Steve Cooper, the first CIO at DHS, recalls how a surge of patriotism prompted him to lend his talents to the homeland security effort.

Steve Cooper was attending a business seminar on a cruise ship south of the Statue of Liberty when passengers learned of the attacks on the World Trade Center several miles away. Standing on the deck a few minutes later, he saw distant evidence of the destruction.

“I saw an incredible cloud of stuff that looked like smoke,” he said. “Later, we learned it was mostly debris and paper.”

Cooper, a former Navy reservist who was then CIO at Corning, felt a surge of fiery patriotism in the following weeks. The feelings were so strong that he asked his congressman at the time, Rep. Amo Houghton (R-N.Y.), to help him set up a meeting with Tom Ridge, who was President George W. Bush’s assistant for homeland security.

“I felt a lot of anger that we were attacked on our own soil, and I wanted to do something,” Cooper said. “I thought I might be able to make a difference and contribute.”

In March 2002, Cooper joined the White House staff and a year later became CIO at the new Homeland Security Department working under Ridge, who had been appointed secretary of the department.

It was a huge and complicated job to patch together 22 new and existing agencies, some with established IT infrastructures and some with no IT assets at all, including the start-up agency’s headquarters.
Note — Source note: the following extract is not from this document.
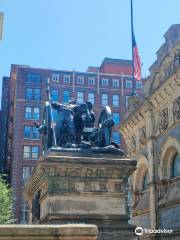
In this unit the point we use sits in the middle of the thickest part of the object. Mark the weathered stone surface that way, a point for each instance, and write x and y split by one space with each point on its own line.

Along the way, Cooper and his team needed to improve information sharing and help secure airports, federal facilities and borders.

The challenges made for some long days.

“Every day, 24/7, we were doing everything we could do because we were scared to death something else was going to happen,” Cooper said. “We were probably running on adrenaline. It was an amazing time. While people had differences of opinion, the leadership and sense of purpose were truly unique.”

Several months after DHS was formed, however, Cooper said he noticed a subtle shift in mood. “Bureaucracy started to creep in,” he said. Employees resisted change, and lawmakers fought about oversight. “People were mostly positive about DHS’ formation, but there was an undercurrent.”

At DHS, Cooper helped establish the necessary IT infrastructures, the networks for sharing secure and unclassified information, the vocabulary for sharing that information (called the National Information Exchange Model), and the U.S. Visitor and Immigrant Status Indicator Technology program for collecting data on foreign visitors.

“It was a matter of managing to-do lists with hundreds of high-priority items, and you focused on the top 10 items,” he said. “When you got one project out the door, you had a mini-celebration and gave a cheer for 30 minutes, then moved on to the next. When I left, there were still 200 to 300 high-priority items on my to-do list.”

Cooper resigned in mid-2005, as Michael Chertoff was replacing Ridge. “I left because I was burned out,” Cooper said. “I had not seen my family, still in New York, for a couple of years. You run out of energy and need to recharge.”

His next jobs were CIO at the American Red Cross and a variety of private-sector positions. He is now CIO at the Federal Aviation Administration’s Air Traffic Organization.

The extraordinary teamwork at DHS still stands out for him. “We helped lay the foundation for the department and for the nation,” Cooper said. “We felt the country was behind us and looking to us to ensure their security.”